Abbiamo scelto di concludere il dossier riproponendo la Bozza di manifesto, un testo che Dolci ha rielaborato a più riprese ed offerto alla discussione, e che rappresenta un po’ il manifesto (inevitabilmente dialogico) della ricerca dei suoi ultimi anni. Lo abbiamo pubblicato nella medesima forma tipografica con la quale compare in Comunicare, legge della vita: ad ogni pagina di testo corrisponde a fronte una pagina vuota, in modo che il lettore possa scrivere i propri appunti e confrontarsi con il testo. Sarebbe bello se i lettori volessero mandarci i loro appunti: se giungessero in numero congruo potremmo pubblicarli nel prossimo numero come nuovi contributi alla Bozza di Dolci.

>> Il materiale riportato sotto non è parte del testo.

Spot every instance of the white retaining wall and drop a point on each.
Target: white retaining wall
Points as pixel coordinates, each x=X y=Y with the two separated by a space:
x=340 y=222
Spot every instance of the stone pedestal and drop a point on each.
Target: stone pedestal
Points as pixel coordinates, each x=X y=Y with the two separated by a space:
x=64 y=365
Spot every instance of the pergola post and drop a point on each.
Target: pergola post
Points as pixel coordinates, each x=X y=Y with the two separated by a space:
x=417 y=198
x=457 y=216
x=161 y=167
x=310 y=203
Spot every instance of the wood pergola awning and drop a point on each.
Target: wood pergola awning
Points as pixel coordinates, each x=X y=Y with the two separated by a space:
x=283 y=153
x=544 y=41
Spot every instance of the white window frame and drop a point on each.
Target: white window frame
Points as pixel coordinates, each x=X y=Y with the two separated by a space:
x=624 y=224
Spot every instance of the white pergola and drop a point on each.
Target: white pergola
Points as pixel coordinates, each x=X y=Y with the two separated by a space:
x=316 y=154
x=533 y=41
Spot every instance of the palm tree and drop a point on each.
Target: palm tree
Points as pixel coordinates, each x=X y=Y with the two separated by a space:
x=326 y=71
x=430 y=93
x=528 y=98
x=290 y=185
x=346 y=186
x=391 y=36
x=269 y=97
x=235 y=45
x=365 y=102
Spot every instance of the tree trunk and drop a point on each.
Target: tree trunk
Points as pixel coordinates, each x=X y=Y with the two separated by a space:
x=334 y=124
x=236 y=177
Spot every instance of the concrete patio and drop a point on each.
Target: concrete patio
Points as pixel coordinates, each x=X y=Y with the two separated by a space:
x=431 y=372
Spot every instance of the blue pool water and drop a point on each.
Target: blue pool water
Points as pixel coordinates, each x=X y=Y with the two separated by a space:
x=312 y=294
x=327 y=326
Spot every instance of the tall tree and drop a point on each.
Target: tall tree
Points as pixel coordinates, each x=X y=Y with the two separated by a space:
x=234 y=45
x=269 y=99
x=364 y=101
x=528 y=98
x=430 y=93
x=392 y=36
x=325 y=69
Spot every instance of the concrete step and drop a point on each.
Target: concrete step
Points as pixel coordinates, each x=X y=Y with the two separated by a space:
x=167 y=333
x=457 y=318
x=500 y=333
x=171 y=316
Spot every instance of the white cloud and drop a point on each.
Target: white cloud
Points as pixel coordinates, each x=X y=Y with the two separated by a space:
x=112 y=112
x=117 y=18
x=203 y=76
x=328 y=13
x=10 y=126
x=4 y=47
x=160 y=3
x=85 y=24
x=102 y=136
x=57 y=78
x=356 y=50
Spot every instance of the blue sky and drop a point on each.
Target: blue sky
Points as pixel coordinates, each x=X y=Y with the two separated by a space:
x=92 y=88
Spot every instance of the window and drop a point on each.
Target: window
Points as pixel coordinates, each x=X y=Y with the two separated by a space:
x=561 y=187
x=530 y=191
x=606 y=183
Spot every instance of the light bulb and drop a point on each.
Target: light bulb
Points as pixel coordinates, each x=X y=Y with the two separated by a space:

Come si vede, si tratta di un dossier corposo e, si spera, sufficientemente organico, che approfondisce diversi aspetti della ricca personalità di Dolci e della sua vasta eredità. In contemporanea con l’uscita di questo numero di Educazione Democratica pubblichiamo inoltre il volume di Michele Ragone Le parole di Danilo Dolci. Anatomia lessicale-concettuale, un dizionario concettuale utilissimo per un primo approccio alla figura di Dolci, ma importante anche per un esame più approfondito, per lo scandaglio attento dei testi. Il volume di Ragone dà avvio alla collana Biblioteca di Educazione Democratica, che affiancherà la rivista completandone l’offerta culturale. Come la rivista, i libri della collana saranno rilasciati con licenza Creative Commons.